One way to answer this question is to study cognitive development, the period during which initially similar brains receive information that will make them conversant with a particular set of cultural norms and concepts. In the past Boyer has used such developmental studies, combined with fieldwork, to describe and perhaps explain some aspects of the transmission of religious concepts. More generally, the aim of all this is to show how human brains, by virtue of their evolutionary history, share certain conceptual dispositions which in turn make certain kinds of cultural concepts particularly easy to learn and transmit, and therefore very frequent in otherwise diverse human cultures. He also uses these psychological and anthropological techniques to describe the interaction between "collective memory," how people in a group remember their past, and "individual memory," in particular autobiographical memory. His most recent work bears on the early development of concepts of agency and personhood (what makes persons and animals different from inert objects) and on early mathematical concepts, as well as on the specifically human neural structures that support such competencies.

Selected Publications

1994 The Naturalness of Religious Ideas. A Cognitive Theory of Religion, Berkeley-Los Angeles: University of California Press.

2001 Cultural Inheritance Tracks and Cognitive Predispositions: The Example of Religious Concepts, in H. Whitehouse (Ed.), The Debated Mind: Evolutionary Psychology and Ethnography, Oxford: Berg, pp. 57-89.

2001 Religion Explained. The Evolutionary Origins of Religious Thought, London: Random House, New York: Basic Books.

2001 (with Bedoin, N. & Honoré, S.) Relative contributions from kind- and domain-concepts to inferences concerning unfamiliar exemplars, Cognitive Development 15: 345- 362.

2003 Religious Thought and Behaviour As By-products of Brain Function. Trends in Cognitive Sciences 7(3):119-124.
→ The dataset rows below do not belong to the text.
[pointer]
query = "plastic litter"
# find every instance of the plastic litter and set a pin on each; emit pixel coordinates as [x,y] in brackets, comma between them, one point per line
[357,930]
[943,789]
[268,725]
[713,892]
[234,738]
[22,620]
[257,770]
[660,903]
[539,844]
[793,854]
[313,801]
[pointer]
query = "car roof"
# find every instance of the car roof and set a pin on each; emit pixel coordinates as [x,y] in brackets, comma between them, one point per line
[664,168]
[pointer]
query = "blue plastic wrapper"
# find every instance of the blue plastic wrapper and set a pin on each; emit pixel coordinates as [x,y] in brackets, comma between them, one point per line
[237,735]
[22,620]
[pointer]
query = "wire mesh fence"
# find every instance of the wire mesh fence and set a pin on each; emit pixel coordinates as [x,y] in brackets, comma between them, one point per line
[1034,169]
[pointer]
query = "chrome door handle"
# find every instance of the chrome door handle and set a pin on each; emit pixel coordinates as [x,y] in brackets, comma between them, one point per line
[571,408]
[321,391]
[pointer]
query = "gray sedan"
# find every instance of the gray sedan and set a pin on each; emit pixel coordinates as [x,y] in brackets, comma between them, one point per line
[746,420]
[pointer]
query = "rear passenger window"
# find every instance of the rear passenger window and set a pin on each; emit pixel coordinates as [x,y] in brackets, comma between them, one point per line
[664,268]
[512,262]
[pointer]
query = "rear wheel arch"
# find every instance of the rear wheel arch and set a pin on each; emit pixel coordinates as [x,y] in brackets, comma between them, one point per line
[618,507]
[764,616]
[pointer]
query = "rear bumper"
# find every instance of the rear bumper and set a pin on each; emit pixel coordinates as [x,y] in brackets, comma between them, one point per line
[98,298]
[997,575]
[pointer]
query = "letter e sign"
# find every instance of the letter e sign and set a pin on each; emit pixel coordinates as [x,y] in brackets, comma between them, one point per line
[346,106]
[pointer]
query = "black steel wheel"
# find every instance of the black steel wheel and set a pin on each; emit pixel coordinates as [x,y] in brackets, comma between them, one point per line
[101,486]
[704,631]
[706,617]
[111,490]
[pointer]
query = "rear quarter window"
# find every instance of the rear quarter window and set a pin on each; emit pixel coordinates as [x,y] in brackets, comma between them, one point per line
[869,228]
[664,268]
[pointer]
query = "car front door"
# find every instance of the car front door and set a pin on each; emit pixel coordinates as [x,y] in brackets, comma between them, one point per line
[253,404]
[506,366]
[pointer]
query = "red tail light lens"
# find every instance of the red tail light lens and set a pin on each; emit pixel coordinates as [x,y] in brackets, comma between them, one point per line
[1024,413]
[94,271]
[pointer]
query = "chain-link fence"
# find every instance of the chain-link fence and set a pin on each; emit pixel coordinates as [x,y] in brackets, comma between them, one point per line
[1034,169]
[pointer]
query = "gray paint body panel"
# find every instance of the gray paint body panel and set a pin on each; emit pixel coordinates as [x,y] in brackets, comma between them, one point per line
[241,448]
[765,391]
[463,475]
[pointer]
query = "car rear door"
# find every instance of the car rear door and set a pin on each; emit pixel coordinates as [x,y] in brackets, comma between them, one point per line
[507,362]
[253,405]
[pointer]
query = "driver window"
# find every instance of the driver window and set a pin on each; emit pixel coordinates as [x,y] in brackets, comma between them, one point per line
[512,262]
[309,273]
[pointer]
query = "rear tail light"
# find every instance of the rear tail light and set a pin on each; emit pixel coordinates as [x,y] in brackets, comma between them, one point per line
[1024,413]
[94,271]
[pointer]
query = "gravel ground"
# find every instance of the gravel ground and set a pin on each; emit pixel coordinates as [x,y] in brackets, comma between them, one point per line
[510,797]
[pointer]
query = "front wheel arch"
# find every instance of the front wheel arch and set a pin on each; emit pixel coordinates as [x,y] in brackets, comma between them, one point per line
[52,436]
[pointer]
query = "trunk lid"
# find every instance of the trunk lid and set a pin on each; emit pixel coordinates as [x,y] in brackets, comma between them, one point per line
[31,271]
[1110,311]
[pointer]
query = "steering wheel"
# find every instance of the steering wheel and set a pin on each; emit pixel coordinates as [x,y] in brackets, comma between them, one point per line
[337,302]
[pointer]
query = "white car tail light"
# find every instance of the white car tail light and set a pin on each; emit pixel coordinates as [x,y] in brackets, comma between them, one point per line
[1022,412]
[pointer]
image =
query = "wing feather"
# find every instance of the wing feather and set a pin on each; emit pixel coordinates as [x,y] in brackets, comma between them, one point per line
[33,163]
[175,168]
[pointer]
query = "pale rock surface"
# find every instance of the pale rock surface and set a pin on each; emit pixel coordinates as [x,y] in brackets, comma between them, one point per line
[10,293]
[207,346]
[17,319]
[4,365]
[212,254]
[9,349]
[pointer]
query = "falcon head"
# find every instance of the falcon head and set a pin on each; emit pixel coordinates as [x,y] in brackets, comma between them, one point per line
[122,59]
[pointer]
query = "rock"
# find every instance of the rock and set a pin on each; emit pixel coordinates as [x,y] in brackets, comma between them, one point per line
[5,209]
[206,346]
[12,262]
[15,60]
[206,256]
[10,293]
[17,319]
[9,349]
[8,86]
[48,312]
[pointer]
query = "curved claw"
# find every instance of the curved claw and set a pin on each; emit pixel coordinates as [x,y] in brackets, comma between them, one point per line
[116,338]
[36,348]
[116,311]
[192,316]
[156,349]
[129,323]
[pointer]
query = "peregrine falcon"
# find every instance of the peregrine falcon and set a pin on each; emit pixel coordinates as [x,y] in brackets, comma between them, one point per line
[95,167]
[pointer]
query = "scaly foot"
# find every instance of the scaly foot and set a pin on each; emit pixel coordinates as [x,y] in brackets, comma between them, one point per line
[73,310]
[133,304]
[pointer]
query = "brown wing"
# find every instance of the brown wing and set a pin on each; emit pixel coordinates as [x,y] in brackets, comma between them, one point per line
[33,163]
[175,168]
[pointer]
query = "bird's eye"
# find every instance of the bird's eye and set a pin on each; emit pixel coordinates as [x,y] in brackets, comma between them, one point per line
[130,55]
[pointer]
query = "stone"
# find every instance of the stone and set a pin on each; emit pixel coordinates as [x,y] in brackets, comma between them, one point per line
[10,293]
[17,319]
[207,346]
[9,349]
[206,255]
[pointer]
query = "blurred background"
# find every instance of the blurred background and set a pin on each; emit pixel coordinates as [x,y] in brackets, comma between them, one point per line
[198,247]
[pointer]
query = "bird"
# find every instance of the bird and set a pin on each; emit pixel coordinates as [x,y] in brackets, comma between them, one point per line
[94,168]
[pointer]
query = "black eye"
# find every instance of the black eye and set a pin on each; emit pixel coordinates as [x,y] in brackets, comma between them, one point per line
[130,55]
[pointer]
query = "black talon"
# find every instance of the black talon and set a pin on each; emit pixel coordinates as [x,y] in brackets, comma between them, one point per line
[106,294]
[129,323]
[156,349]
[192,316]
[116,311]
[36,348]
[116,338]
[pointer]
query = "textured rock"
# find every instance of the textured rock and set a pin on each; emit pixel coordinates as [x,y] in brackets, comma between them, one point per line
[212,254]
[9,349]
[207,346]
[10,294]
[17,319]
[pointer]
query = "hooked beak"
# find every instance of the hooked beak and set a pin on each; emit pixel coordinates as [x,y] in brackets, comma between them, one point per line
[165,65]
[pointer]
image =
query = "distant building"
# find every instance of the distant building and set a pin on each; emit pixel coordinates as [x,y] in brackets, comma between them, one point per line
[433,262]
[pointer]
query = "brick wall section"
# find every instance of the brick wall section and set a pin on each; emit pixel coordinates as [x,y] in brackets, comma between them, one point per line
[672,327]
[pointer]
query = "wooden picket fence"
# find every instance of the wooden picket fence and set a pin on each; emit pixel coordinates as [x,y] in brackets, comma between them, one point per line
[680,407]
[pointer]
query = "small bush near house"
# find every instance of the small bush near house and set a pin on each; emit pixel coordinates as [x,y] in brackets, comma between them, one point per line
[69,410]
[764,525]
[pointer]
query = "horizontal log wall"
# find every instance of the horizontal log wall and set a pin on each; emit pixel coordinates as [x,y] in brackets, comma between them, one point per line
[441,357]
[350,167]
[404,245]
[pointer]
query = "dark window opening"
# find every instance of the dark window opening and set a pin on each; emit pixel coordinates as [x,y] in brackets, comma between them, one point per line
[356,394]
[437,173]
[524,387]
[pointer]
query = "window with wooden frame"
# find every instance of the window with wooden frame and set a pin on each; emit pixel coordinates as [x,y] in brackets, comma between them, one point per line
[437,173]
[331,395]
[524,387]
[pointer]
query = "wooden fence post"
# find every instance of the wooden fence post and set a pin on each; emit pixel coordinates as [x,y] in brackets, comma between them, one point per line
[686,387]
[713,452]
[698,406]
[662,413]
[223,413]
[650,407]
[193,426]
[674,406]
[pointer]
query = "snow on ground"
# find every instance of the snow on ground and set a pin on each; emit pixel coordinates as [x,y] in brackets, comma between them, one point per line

Minds Make Societies: How Cognition Explains the World Humans Create

Integrating recent insights from evolutionary biology, genetics, psychology, economics, and other fields, Boyer offers precise models of why humans engage in social behaviors such as forming families, tribes, and nations, or creating gender roles. In fascinating, thought-provoking passages, he explores questions such as, Why is there conflict between groups? Why do people believe low-value information such as rumors? Why are there religions? What is social justice? What explains morality? Boyer provides a new picture of cultural transmission that draws on the pragmatics of human communication, the constructive nature of memory in human brains, and human motivation for group formation and cooperation.

The Fracture of an Illusion; Science And The Dissolution Of Religion

Pascal Boyer argues that religion is largely an illusion. The anthropologist traces religion's cognitive and evolutionary aspects. By "religion" he means a kind of existential and cognitive "package" that includes views about supernatural agency (gods), notions of morality, particular rituals and sometimes particular experiences, as well as membership in a particular community of believers. The package, however, does not really exist as such. Notions of supernatural agents, of morality, of ethnic identity, or ritual requirements and other experience, all appear in human minds independently. This implies that there is no such thing as a conflict between science and religion. Boyer takes the reader onto a journey through science and the dissolution of religion.